The data are collections for SMT scripts of SMT-LIB language which is used in SMT solving research. The data contain the SMT scripts that take a relatively long time to solve, which are collected from symbolic execution tools, angr, and KLEE. It is the data used in Boosting Symbolic Execution via Constraint Solving Time Prediction: An Experience Reportwe share the data with the community for conducting further studies.

The data include four datasets, which are constraint models generated with GNU Coreutils using angr and KLEE, BusyBox using angr, and from SMT-comp.

For our collected data, the scripts are collected during symbolic execution analyzing the binary file. The solving that takes more than 1 second would be recorded with the constraint model, analyzing file name and solving time.
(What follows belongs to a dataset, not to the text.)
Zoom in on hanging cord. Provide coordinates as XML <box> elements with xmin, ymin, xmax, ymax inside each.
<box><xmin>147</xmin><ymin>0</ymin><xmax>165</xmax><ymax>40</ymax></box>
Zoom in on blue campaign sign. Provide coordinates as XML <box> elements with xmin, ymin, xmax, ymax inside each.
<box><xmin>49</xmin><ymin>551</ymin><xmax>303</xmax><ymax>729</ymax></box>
The index of the SMT script reflects the order and number of solving the query. The data are saved in the JSON structure. However, SMT solving time may not be accurate or stable during experiments. So we further adjust the solving time by querying each model with a pure z3 solver. The time is also saved in the file with the key solving_time_dic.
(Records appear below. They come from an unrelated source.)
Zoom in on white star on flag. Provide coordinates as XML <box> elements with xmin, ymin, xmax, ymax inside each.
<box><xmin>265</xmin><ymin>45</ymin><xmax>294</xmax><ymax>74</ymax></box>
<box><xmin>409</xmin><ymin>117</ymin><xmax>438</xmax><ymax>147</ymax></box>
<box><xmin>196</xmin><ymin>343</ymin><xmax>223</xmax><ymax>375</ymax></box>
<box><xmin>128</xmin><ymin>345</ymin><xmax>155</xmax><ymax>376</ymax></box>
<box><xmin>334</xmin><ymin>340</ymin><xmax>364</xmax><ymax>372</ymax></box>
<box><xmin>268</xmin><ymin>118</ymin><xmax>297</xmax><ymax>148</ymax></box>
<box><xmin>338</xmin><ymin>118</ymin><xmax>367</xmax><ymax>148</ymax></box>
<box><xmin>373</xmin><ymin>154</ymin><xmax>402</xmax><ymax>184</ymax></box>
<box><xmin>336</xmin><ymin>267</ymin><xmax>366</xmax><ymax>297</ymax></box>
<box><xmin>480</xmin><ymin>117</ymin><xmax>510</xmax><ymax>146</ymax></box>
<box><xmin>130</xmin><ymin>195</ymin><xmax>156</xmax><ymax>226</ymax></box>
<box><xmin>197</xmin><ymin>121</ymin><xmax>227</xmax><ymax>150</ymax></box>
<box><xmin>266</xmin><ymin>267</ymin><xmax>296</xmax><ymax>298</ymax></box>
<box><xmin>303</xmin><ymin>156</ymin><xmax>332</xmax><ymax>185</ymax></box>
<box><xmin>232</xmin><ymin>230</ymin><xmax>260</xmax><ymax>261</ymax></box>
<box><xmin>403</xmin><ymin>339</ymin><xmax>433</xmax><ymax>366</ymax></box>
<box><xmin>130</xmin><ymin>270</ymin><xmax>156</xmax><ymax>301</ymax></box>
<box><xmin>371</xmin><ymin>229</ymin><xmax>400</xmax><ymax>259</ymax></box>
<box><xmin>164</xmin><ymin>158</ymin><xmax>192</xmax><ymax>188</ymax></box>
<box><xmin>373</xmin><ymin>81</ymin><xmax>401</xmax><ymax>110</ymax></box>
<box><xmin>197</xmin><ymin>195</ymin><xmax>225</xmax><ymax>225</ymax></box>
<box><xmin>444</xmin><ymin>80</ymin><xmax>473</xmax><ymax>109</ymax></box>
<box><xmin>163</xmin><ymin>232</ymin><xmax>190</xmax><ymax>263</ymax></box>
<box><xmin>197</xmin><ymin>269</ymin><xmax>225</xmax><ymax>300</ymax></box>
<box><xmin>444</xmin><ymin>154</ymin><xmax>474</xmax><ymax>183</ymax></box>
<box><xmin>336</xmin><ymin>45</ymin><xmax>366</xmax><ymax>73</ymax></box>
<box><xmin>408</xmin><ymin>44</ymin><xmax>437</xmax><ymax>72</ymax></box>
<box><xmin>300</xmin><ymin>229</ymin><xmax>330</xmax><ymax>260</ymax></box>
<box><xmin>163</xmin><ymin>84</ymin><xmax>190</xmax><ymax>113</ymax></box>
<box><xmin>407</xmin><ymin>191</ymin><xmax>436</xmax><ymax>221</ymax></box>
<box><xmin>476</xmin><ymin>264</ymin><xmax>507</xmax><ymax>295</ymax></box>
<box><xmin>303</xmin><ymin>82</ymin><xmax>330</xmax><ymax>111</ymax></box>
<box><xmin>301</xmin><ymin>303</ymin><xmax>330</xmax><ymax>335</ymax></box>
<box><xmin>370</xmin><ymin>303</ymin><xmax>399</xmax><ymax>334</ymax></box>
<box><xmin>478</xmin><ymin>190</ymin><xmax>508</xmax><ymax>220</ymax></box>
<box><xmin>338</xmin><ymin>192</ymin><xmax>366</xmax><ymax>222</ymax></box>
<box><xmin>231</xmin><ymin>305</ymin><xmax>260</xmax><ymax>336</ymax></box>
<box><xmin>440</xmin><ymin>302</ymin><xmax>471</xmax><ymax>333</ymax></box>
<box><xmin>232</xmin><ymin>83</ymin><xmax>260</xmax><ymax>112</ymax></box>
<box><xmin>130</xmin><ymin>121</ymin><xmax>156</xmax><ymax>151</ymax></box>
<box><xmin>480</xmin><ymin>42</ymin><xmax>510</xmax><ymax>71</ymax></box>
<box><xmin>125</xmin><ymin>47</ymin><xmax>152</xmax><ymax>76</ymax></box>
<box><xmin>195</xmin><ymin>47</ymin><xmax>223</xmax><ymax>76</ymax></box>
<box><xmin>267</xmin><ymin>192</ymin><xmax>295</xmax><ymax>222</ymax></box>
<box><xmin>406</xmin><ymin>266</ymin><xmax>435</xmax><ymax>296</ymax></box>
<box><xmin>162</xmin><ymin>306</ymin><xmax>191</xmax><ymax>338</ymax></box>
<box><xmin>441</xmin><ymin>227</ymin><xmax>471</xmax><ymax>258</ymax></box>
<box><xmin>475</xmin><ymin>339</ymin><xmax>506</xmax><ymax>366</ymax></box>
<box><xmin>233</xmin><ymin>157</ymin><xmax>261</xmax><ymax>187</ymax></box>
For SMT-comp, you may also get more information from https://smt-comp.github.io/2020/. We mainly use the (non-increment,QF_BV) dataset in our experiment. To download original data, the address is https://www.starexec.org/starexec/secure/explore/spaces.jsp?id=404954. Or you may use our released version with solving time for this dataset so you can replay our prediction result.

This data may further be used in solving time prediction, solver selection, and path selection of symbolic execution.